Si le fichage de territoires dépasse douze mois, les entreprises qui y sont présentes peuvent être lourdement sanctionnées. Il est vrai que cela peut se révéler tout à fait théorique ; dans tous les cas de sanction, on peut faire confiance aux services juridiques des grandes sociétés pour négocier au mieux le paiement d'une partie de ce qu'elles auraient dû au fisc. On imagine d'ailleurs qu'ils ont pris les devants.
Les Bermudes sont une niche historique pour les sociétés d'assurances et de réassurance, c'est-à-dire l'assurance des assureurs particulièrement intéressante dans ces temps de catastrophes naturelles. On y trouve aussi une filiale de Total, quasiment la seule qui puisse être localisée puisque ce trust, contrairement à d'autres sociétés françaises ou étrangères, ne donne quasiment pas d'informations sur ses filiales. Or les filiales sont le moyen privilégié pour faire circuler l'argent, y compris d'origine douteuse, mais surtout pour localiser les bénéfices sur un territoire où ils ne sont pas ou moins taxés. Total n'a d'ailleurs pas versé un centime d'impôts sur ses bénéfices de 2011.

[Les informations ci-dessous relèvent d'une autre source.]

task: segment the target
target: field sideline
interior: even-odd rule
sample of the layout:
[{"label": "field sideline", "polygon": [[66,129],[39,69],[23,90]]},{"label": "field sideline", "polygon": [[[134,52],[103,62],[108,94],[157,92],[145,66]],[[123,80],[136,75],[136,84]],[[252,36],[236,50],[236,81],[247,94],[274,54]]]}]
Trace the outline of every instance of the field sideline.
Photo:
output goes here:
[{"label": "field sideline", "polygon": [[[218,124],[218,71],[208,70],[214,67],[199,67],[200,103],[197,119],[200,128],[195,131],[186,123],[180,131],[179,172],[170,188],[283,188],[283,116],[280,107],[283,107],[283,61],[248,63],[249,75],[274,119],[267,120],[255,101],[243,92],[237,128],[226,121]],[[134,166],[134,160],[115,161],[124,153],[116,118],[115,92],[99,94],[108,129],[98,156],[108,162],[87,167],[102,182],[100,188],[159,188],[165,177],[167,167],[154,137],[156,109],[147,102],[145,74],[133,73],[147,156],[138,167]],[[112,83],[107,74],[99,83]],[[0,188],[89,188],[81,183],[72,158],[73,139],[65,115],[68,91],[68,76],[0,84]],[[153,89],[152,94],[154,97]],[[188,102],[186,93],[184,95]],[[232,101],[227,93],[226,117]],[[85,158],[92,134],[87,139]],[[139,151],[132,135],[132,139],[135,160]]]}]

Jersey et les Bermudes font en fait partie des « trous noirs » de la liste des paradis fiscaux établie par le Réseau « Tax Justice Network », c'est-à-dire que leur degré d'opacité est de plus de 75 %. Bien sûr, il y en a beaucoup d'autres. Ils font d'ailleurs recette : selon Gabriel Zucman, économiste spécialiste de la question, il n'y a jamais eu autant d'argent dans les paradis fiscaux qu'en 2013, même s'il faut faire la part de quelques déclarations tardives au nom de la « transparence ». Le nombre de filiales « offshore » a augmenté de 16 % entre 2009 et 2012 et l'évasion fiscale permise s'élèverait à 50 milliards d'euros pour l'Union européenne, dont 17 milliards pour la France.
Entre « l'optimisation fiscale », légale, sur le territoire français, la fuite illégale vers les paradis étrangers et la mansuétude du gouvernement, les professionnels de la fraude fiscale n'ont pas de souci à se faire.